Manufacturer: Bell (United States)
Type: Experimental rocket plane
First flight: 19 January 1946

The instrument panel of the Bell Aircraft Corporation X-1B was quite conventional in appearance and fairly typical of 1950s vintage research aircraft. Primary flight instrumentation was centrally mounted, with propulsion system and test equipment switches and instruments scattered throughout available space. Foot pedals and a center stick with no side controls were all part of the package in the cockpit. NACA High-Speed Flight Station technicians maintained the instrumentation in the aircraft. The Bell X-1B was a second-generation X-1 used by the U.S. Air Force for pilot familiarization before being turned over to NACA in December 1954. The X-1B had a modified fuselage with greater capacity for fuel tanks, an improved cockpit, and a turbopump fuel system as compared with the X-1. The NACA used the X-1B primarily for aerodynamic heating and reaction-control research from 1956 to 1958. The aircraft was fitted with special instrumentation for exploratory aerodynamic heating tests. It had over 300 thermocouples installed on it.
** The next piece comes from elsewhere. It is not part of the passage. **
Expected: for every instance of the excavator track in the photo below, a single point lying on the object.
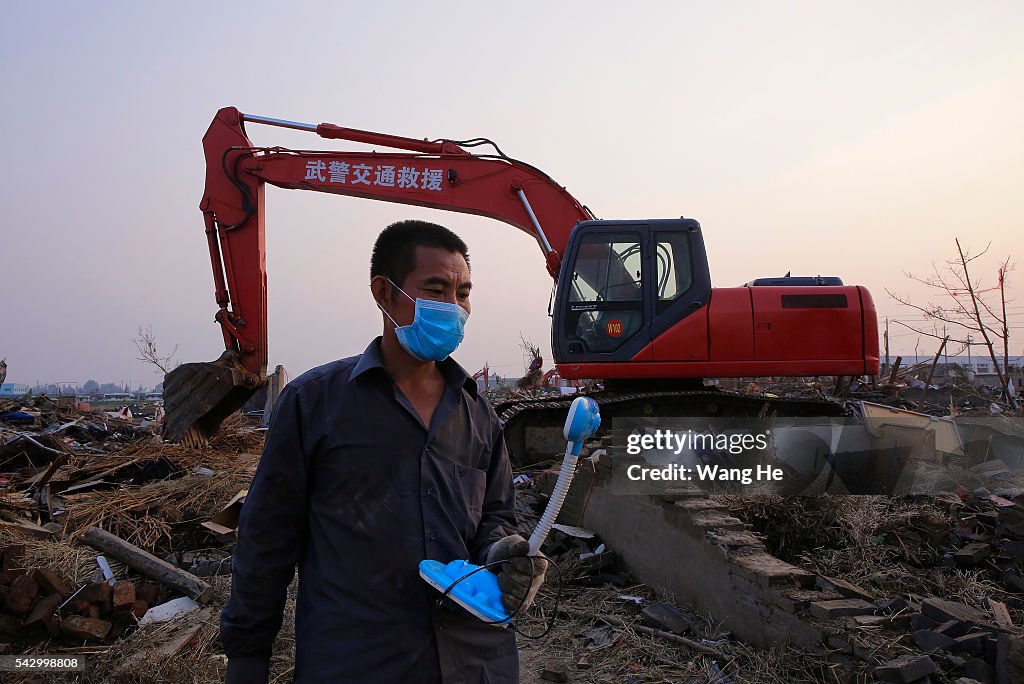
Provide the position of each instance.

The X-1B was the first aircraft to fly with a reaction-control system; a prototype of the reaction-control system used on the X-15 and other piloted test aircraft. The X-1B was given to the Air Force Museum at Wright-Patterson Air Force Base Dayton, Ohio, on January 27, 1959, for preservation and display. This aircraft completed a total of 27 glide and powered flights by eight U.S. Air Force and two NACA test pilots. Second-generation X-1 aircraft were 35.8 feet long and had a wingspan of approximately 28 feet.